Je trouve Alan Moore très en colère, et même un poil aigri, mais je comprends ce qu’il veut dire. Tout ça pour ça…  Cette déflagration il y a 25 ans pour assister, sur grand écran plutôt qu’en quadrichromie, à un repli névrotique dans les archaïsmes super-héroïques et le pop-corn…

Reprenons. Tic, tac. La grande affaire de Watchmen, c’est le mûrissement. L’affirmation que le temps passe. L’historicité. L’adolescence, si l’on veut trouver un autre synonyme significatif.
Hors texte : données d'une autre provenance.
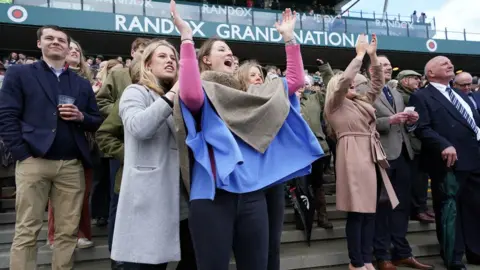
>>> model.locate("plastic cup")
[58,95,75,105]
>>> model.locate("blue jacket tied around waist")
[180,79,323,200]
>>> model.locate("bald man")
[409,56,480,270]
[453,72,480,112]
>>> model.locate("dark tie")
[383,86,393,107]
[447,87,478,133]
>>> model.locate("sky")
[344,0,480,41]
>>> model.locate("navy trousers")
[265,184,285,270]
[189,189,269,270]
[373,147,412,261]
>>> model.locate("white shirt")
[430,82,480,141]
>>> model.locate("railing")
[6,0,480,41]
[344,10,435,28]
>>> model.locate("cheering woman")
[171,1,323,270]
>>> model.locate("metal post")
[322,15,325,32]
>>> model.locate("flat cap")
[397,70,422,81]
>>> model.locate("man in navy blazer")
[0,26,102,270]
[409,56,480,270]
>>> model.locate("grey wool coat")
[111,84,186,264]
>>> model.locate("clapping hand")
[275,8,297,42]
[170,0,193,42]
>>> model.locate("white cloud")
[425,0,480,41]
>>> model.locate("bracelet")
[181,38,194,43]
[285,38,297,45]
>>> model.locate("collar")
[42,60,68,73]
[430,82,450,92]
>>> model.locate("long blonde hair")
[138,39,179,95]
[70,39,93,83]
[234,60,265,91]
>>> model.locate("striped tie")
[447,87,478,134]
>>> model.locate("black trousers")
[373,147,412,261]
[345,212,375,268]
[265,184,285,270]
[189,189,269,270]
[410,155,428,215]
[119,219,197,270]
[431,170,480,263]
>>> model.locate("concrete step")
[0,222,108,244]
[0,232,439,270]
[282,220,435,243]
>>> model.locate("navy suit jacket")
[408,85,480,171]
[0,61,102,166]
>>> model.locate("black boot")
[315,186,333,229]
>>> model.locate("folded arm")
[119,85,173,140]
[408,93,453,154]
[96,101,125,164]
[179,42,205,113]
[0,66,31,161]
[285,44,305,95]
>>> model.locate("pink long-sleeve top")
[179,43,305,113]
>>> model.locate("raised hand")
[170,0,193,41]
[275,8,297,42]
[355,34,369,56]
[367,34,378,55]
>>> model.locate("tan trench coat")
[325,59,398,213]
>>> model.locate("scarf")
[173,71,290,192]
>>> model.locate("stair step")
[0,222,108,244]
[0,232,439,270]
[282,220,435,243]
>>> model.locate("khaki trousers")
[10,158,85,270]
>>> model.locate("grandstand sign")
[115,14,364,47]
[0,3,480,55]
[375,20,415,29]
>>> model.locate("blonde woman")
[324,35,398,270]
[67,39,93,82]
[93,59,123,94]
[112,40,196,270]
[235,60,265,91]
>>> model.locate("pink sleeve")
[179,43,204,113]
[285,44,305,95]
Il se trouve que, pour ma génération, et peut-être pour elle seule parce que les aiguilles ont continué leur rotation (historicité dès le gimmick : le mouvement des aiguilles est l’emblème graphique de l’oeuvre), Watchmen a été très important : dans la seconde moitié des années 80, alors que nous sortions, à des vitesses variables, de l’adolescence, Watchmen nous donnait l’impression que la bande dessinée de super-héros (culture adolescente par excellence, dont je me suis gavé, ayant pour ainsi dire appris à lire dans Strange) mûrissait en même temps que nous. L’effet était saisissant : nous ne reniions pas nos lectures passées (tout n’est pas à jeter, loin de là, dans les stéréotypes super-héroïque… la bravoure chevaleresque, pour être candide, n’en est pas moins parfois admirable), mais nous les relativisions, nous comprenions par cette œuvre ambitieuse et complexe que la vie était (ou plutôt : serait) plus ambitieuse et complexe que ce qu’on avait cru – la scène page 16 du dernier épisode est ainsi une métonymie de toute la lecture du bouquin :

« – Veidt ! You Bastard ! If you’ve hurt her, I’ll…
– Oh, Daniel. Daniel, Daniel, Daniel… Please… Do grow up. »
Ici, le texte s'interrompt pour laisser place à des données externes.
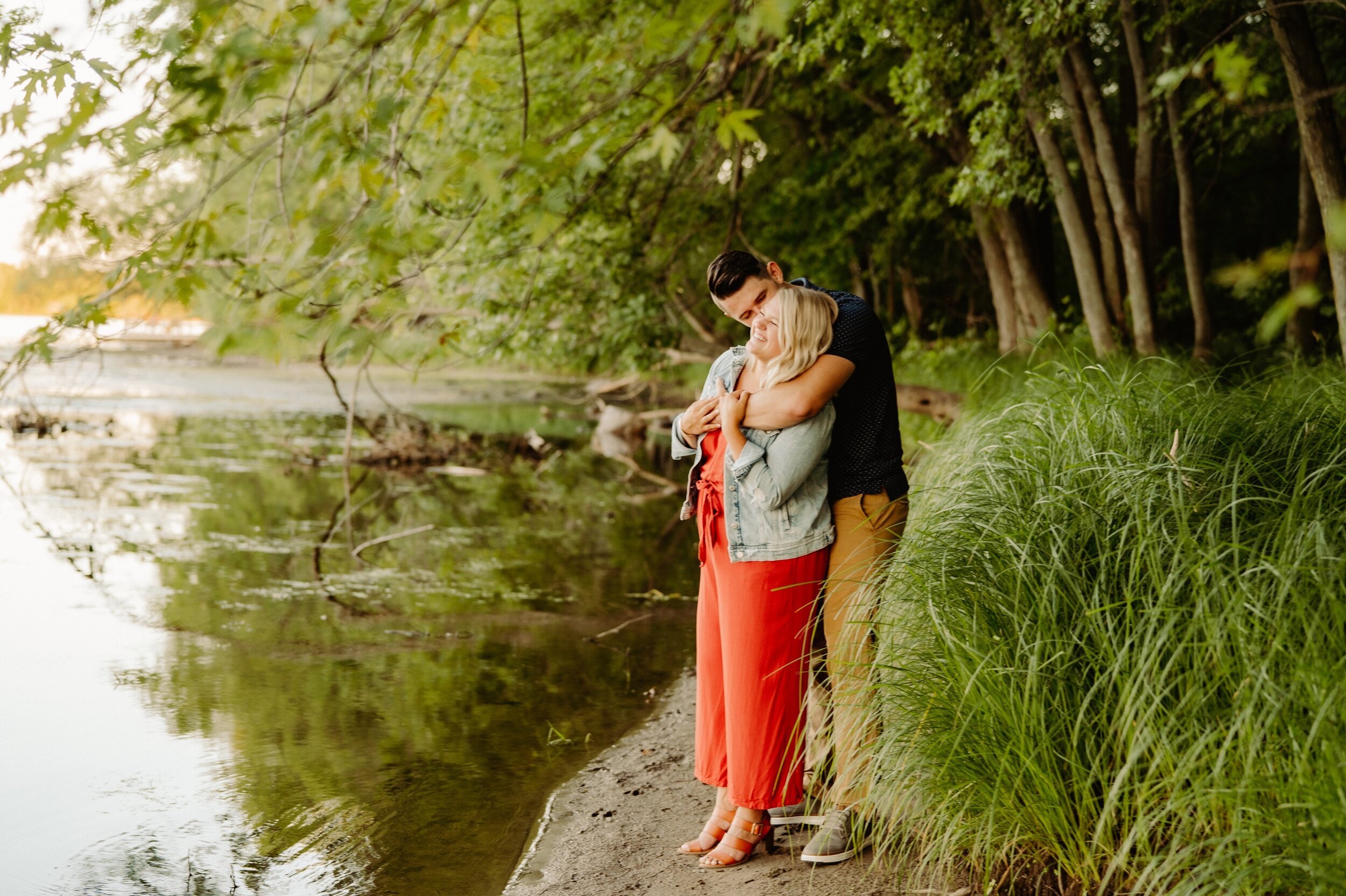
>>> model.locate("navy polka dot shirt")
[790,277,907,500]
Or, ce qui est frappant dans Watchmen, c’est qu’on n’y trouve pas un seul ado (à part le jeune noir à côté du kiosque à journaux, dont le seul rôle consiste à lire des comics !). Les personnages ont entre 40 ans (le second hibou bedonnant) et 80 (le premier hibou, vieillard sympathique qui vit sur son passé), ils ont des « midlife crisis », des problèmes d’âge mûr. Voilà (entre autre) ce qui était vraiment culotté : aucun ado-miroir tendu au lectorat adolescent, pourtant cœur de cible. Je me suis fait cette réflexion a posteriori, puisque il arrive que l’on me prenne pour un « écrivain pour ados »… La question s’est posée pour mes Giètes: suis-je, au fil de ma narration, obligé de placer stratégiquement un personnage ado pour aller à la pêche au lecteur ? Non, pas question ! Pour cela (mais pour vingt autres raisons) Watchmen reste un modèle de perfection narrative, sans concession. Il ne faut pas croire que les ados ont forcément besoin d’un miroir tendu pour entrer dans une histoire, pour la sentir, pour vibrer, et en retirer quelque chose. Il ne faut pas croire qu’ils vivent dans leur seul présent et que le seul moyen de les toucher est de leur parler de ce présent-là. Ces histoires d’adultes ont contribué à façonner l’ado que j’étais.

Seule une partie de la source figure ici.